The mathematics is simple but very precise: unique factorization tells us how to count distinct prime divisors correctly, and a running streak invariant turns those local counts into the first global solution.

The arithmetic function \(\omega(n)\)

Problem 47 is about distinct prime factors, not total multiplicity. Thus

$\omega(12)=\omega(2^2\cdot 3)=2,\qquad \omega(18)=\omega(2\cdot 3^2)=2,$

even though both numbers contain repeated prime powers. The target condition is therefore

$\omega(n)=\omega(n+1)=\omega(n+2)=\omega(n+3)=4.$

This is the exact quantity computed by the C++, Python, and Java implementations.

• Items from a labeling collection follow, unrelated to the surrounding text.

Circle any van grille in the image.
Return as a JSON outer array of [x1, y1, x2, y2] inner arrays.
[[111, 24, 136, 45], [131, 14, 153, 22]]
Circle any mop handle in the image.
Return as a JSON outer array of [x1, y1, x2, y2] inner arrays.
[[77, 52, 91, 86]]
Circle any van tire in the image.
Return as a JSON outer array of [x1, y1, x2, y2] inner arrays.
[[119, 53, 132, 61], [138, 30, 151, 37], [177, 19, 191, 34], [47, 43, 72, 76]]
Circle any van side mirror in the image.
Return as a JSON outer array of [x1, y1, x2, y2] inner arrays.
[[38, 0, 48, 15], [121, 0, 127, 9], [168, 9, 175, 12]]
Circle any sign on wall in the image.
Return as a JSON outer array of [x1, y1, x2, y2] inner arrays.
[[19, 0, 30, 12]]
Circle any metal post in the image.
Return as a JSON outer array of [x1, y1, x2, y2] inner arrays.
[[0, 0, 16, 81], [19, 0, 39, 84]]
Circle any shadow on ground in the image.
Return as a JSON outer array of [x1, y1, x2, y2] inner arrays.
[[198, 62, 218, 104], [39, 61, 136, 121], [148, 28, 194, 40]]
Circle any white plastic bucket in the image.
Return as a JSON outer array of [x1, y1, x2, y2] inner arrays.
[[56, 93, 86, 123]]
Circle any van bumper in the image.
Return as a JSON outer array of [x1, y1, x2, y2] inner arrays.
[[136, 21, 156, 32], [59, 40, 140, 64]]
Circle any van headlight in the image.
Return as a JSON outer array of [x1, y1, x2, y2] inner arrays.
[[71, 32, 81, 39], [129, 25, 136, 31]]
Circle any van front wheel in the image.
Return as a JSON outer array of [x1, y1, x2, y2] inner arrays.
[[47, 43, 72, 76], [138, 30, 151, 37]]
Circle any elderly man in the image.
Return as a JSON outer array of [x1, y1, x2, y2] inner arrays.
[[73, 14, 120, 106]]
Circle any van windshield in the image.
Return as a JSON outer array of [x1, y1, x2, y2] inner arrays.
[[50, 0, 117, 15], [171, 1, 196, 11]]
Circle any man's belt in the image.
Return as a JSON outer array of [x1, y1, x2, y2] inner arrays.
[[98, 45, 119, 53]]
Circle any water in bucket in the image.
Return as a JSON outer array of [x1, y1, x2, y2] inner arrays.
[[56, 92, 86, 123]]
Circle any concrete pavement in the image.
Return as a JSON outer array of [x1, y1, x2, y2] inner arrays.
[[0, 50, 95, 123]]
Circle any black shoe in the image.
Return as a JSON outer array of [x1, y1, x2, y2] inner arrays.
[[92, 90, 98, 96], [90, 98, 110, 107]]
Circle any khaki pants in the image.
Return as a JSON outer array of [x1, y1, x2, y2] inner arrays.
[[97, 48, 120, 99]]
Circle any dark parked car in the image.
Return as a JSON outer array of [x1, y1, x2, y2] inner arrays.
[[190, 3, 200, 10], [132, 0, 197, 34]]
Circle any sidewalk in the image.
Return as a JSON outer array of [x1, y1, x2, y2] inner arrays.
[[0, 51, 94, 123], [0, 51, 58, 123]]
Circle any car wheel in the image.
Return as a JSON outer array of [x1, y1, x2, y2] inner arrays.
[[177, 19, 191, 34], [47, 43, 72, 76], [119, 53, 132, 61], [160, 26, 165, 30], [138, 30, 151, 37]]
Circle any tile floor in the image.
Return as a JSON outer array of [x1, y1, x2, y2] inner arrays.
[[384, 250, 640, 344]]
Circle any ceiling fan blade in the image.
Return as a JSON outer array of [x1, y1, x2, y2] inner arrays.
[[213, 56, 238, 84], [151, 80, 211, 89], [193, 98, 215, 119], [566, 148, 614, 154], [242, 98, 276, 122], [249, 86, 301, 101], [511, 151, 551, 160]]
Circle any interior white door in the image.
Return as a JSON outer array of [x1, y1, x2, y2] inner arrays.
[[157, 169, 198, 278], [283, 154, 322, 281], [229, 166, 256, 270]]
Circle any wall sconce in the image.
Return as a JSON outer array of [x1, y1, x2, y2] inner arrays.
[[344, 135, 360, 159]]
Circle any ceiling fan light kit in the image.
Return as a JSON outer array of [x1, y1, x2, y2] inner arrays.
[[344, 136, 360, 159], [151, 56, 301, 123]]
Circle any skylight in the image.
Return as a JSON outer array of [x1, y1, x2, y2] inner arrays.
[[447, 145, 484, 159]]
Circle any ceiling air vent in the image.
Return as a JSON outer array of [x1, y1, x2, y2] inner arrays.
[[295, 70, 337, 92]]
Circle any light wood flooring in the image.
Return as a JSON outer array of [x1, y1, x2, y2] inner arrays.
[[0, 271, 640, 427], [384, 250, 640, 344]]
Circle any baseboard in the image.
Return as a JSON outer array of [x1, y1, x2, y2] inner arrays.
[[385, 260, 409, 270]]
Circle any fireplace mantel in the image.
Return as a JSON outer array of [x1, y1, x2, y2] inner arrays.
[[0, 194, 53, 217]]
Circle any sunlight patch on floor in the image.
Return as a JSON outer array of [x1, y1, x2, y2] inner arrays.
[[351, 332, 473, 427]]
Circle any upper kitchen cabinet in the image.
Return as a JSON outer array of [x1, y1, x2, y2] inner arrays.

Why removing prime powers counts each prime exactly once

Suppose we want \(\omega(m)\). If \(2\mid m\), then 2 contributes one distinct prime factor, so the count should increase by exactly 1. After that, dividing out every factor of 2 leaves a reduced number whose remaining distinct prime divisors are all odd. The same logic applies to every odd divisor \(p\): once \(p\mid m\), the count increases by 1, and then every copy of \(p\) is removed before the search continues.

Formally, if

$m=p^a q,\qquad a\ge 1,\qquad p\nmid q,$

then

$\omega(m)=1+\omega(q).$

Stripping the full power \(p^a\) is exactly what prevents a repeated prime such as \(2^2\) or \(3^2\) from being counted more than once.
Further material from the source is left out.